Giovani e spiritualità, incontro alle Clarisse di Bra

Giovani e spiritualità, incontro alle Clarisse di Bra

BRA Domenica 9 dicembre proseguono gli incontri di riflessione e preghiera al monastero delle sorelle Clarisse in viale Madonna dei fiori 3 a Bra. Il filo conduttore dell’incontro sarà il Padre nostro. L’orario è dalle 9.30 alle 17 e occorre portare pranzo al sacco, la partecipazione è aperta alle giovani dai 18 ai 35 anni che possono avere tutte le informazioni telefonando allo 0172-41.31.48 o scrivendo a monasteroclarisse.bra@gmail.com.

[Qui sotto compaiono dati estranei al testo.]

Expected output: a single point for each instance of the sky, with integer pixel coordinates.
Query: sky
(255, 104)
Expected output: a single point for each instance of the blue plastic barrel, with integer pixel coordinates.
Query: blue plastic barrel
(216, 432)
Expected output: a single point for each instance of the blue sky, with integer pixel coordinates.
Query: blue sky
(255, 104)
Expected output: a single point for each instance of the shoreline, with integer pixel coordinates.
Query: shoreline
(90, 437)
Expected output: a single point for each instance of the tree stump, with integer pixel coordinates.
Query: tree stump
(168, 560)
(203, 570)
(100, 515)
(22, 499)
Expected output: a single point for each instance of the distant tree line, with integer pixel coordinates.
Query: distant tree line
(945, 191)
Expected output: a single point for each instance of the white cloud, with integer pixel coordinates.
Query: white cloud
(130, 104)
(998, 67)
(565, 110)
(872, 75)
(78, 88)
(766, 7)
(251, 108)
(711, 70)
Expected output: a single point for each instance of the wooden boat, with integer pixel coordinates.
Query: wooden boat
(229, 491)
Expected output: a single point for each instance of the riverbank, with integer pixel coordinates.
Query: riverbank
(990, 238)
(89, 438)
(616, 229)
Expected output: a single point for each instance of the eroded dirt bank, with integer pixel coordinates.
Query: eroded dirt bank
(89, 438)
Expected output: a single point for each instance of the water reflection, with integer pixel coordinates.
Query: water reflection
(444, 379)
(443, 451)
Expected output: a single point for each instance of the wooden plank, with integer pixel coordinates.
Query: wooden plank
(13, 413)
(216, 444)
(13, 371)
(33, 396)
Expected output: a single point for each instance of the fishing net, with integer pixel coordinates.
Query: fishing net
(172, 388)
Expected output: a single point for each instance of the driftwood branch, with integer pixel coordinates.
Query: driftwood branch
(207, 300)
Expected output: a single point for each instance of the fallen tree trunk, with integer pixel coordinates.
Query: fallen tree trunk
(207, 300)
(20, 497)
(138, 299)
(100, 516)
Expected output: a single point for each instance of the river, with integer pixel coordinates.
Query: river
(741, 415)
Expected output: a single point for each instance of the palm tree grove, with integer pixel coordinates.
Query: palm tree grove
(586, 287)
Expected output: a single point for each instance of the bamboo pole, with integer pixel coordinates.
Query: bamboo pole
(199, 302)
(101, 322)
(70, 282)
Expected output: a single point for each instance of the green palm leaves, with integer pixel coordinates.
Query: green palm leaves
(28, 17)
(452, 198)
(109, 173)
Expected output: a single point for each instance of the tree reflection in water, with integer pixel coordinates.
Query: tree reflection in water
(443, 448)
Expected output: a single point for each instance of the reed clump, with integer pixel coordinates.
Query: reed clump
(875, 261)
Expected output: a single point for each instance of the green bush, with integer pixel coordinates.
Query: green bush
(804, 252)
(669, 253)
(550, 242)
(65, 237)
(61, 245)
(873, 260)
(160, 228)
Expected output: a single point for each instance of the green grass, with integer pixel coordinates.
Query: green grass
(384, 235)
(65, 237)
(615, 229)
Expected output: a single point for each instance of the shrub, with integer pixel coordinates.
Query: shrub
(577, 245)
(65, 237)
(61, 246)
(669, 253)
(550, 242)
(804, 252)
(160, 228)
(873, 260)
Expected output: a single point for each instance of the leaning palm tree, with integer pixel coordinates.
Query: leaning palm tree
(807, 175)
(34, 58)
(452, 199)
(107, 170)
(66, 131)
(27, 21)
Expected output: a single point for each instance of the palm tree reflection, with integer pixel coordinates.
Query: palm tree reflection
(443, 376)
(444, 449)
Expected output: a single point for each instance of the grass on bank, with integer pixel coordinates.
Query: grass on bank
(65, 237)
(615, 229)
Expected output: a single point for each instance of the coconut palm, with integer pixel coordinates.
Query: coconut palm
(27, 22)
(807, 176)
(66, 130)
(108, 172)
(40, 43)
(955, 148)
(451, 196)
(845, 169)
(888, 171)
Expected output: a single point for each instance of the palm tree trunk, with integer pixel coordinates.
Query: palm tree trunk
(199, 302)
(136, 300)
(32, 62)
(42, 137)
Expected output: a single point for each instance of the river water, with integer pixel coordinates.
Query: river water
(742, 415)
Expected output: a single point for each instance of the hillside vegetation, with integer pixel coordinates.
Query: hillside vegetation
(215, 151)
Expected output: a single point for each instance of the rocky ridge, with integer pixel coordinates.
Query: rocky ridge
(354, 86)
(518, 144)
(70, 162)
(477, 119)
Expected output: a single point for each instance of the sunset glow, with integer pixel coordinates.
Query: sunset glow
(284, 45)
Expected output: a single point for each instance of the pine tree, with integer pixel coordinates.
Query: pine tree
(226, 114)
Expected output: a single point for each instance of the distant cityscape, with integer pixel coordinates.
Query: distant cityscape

Diverse sono le modalità per cercare il senso della propria vita, modalità che indicano un cammino, un andare, una meta, un punto di partenza ben conosciuto e un obiettivo intravisto. In questo momento storico di grande sbandamento, di caduta di valori, di disorientamento cresce il bisogno di ritrovare se stessi , di dare senso alla propria vita o come ci dice Papa Francesco nella esortazione Gaudete ed exultate: «Come sapere se una cosa viene dallo Spirito Santo o se deriva dallo spirito del mondo o dallo spirito del diavolo? L’unico modo è il discernimento, che non richiede solo una buona capacità di ragionare e di senso comune, è anche un dono che bisogna chiedere».

«Questo percorso – dice la madre superiora del monastero, suor Maria Amata – è un invito ad alzare lo sguardo per andare oltre a ciò che già si vede e si vive. Compagni di viaggio per questa ricerca saranno Francesco e Chiara d’Assisi che aiuteranno le giovani dai 18 ai 35 anni che invitiamo al monastero a camminare per conoscere, incontrare e fissare lo sguardo in Gesù Cristo, Parola di verità, l’unico capace di illuminare ciò che il cuore cerca e dare senso e pienezza alla propria vita. Un po’ di tempo ogni mese per aprirci e mantenere le porte aperte all’invito a seguire il Signore Gesù, aiutati da uomini e donne della Bibbia. Attraverso l’ascolto, la preghiera e il confronto saremo chiamati a conoscere meglio noi stessi e capire la nostra vocazione nel mondo».

A gennaio inizierà un itinerario per approfondire il rapporto con Dio, «quel Padre che è nei cieli e per dialogare con chi da tempo magari si è smesso di pregare oppure continuare a pregarlo e capirlo di più», dice la suora Clarissa.